To enable the password change option, you need to run the IIS Manager console (inetmgr) on the server with the configured RD Web Access role. Go to [Server Name] –> Sites –> Default Web Site –> RDWeb –> Pages and open the Application Settings section.
In the right pane, find the PasswordChangeEnabled parameter and change its value to true.
The PasswordChangeEnabled parameter allows Active Directory users to change their expired password through the RD Web Access portal. This option does not allow changing the password of local users on RDS hosts in a workgroup environment (without domain).
Restart the IIS web-server from the console or use the command:
iisreset
To check the availability of the password change page, go to the following web page:
https://lonSrvRDS1/RDWeb/Pages/en-US/password.aspx
Enter the username, the old password, and the new password twice.
After successfully changing the user’s password, the following message should appear:
Your password has been successfully changed.
Click OK and the user will be redirected to the RD Web login page. If the user’s password does not match the domain’s password policy, a warning message will appear:
Your new password does not meet the length, complexity, or history requirements of your domain. Try choosing a different new password.
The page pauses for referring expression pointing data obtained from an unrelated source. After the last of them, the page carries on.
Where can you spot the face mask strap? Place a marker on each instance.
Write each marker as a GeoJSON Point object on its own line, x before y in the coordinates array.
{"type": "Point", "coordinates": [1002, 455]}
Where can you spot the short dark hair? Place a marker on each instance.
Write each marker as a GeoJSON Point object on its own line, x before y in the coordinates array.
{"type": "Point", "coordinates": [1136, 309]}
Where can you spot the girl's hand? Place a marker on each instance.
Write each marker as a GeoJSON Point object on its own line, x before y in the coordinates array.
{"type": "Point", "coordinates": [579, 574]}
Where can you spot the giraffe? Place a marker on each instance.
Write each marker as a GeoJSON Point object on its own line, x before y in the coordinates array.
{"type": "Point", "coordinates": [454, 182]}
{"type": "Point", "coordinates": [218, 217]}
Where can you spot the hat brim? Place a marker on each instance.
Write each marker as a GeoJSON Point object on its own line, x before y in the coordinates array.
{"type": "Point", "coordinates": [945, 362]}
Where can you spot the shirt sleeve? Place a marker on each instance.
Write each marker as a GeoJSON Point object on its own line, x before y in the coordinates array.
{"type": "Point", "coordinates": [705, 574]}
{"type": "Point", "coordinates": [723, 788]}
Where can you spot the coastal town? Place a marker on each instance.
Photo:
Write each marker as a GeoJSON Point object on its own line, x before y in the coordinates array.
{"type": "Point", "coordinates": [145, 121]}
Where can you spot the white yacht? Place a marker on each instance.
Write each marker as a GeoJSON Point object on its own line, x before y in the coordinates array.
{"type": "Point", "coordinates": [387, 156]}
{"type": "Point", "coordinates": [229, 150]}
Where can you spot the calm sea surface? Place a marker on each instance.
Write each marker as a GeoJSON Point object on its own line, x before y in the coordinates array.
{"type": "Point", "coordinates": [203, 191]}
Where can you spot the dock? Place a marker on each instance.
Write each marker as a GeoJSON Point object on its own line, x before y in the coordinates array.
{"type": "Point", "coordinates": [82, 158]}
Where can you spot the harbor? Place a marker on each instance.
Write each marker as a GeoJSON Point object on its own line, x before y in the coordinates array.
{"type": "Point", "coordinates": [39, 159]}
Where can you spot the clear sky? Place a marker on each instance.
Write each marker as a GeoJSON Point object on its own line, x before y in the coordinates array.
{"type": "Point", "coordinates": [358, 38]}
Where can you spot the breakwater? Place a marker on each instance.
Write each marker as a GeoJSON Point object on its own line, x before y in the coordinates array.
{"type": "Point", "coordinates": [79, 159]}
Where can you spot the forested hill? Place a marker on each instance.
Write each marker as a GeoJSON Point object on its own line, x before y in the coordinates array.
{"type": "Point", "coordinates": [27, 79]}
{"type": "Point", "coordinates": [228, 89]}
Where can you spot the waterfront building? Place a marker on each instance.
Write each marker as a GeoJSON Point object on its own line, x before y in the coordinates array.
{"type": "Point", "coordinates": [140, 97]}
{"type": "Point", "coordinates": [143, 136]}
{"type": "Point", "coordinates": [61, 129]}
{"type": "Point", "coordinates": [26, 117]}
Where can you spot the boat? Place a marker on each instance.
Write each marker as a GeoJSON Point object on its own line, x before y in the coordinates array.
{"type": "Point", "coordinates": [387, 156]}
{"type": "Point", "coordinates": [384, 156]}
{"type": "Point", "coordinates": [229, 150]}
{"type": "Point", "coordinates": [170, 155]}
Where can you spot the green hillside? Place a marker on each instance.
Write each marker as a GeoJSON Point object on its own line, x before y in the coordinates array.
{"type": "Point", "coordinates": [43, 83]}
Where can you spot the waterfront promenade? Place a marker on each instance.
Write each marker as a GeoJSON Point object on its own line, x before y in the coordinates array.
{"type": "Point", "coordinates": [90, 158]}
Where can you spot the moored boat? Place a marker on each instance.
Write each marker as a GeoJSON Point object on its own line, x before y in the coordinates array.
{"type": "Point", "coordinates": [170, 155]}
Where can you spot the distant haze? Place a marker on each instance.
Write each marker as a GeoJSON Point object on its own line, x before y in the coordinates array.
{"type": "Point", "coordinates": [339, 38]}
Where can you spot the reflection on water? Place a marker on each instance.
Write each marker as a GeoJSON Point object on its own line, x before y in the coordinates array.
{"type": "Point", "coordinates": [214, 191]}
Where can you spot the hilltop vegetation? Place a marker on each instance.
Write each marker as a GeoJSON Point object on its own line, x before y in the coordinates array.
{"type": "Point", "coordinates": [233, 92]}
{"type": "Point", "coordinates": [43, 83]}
You can list and change the supported authentication types in the IIS Manager console. Select Sites -> Default Web Sites -> RDWeb -> Pages in the right pane, select Forms Authentication.
Now, when trying to connect to the RD Web Access server with the expired password, the user will be redirected to password.aspx web-page and offered to change his password.
Adding Password Change Link to the RD Web Access Login Form
You can add a link to the password change form directly to the Remote Desktop WebAccess sign-in form. This will allow users to change their password any time without waiting till it expires.
Insert a link to the password.aspx file into the RDWeb sign-in page (create a backup copy of the password.aspx file before editing).
- On the RDWeb server, find and open the file C:\Windows\Web\RDWeb\Pages\en-US\login.aspx in any text editor (I prefer Notepad++);
- Go to line 429 (In Windows Server 2022, it is located after the following HTML block
<tr id="trPasswordExpiredNoChange" <%=strErrorMessageRowStyle%> > … </tr>) and paste the following code: <!-- Begin: Add Change Password Link -->
<tr>
<td align="right"> <a href="password.aspx" title="Change AD User Password">Click here </a>to change your password.
</td>
</tr>
<!-- End: Add Change Password Link -->
- Save the changes in the login.aspx file, restart the IIS website, and make sure that a link to the password change page appears on the sign-in page of the RD Web server.
Remote users can now change the expired password on your RDS server without administrator intervention. Note that if you use domain Cached Credentials to log on to your local computer, they will not be updated after you change your Active Directory password via RDWebAccess.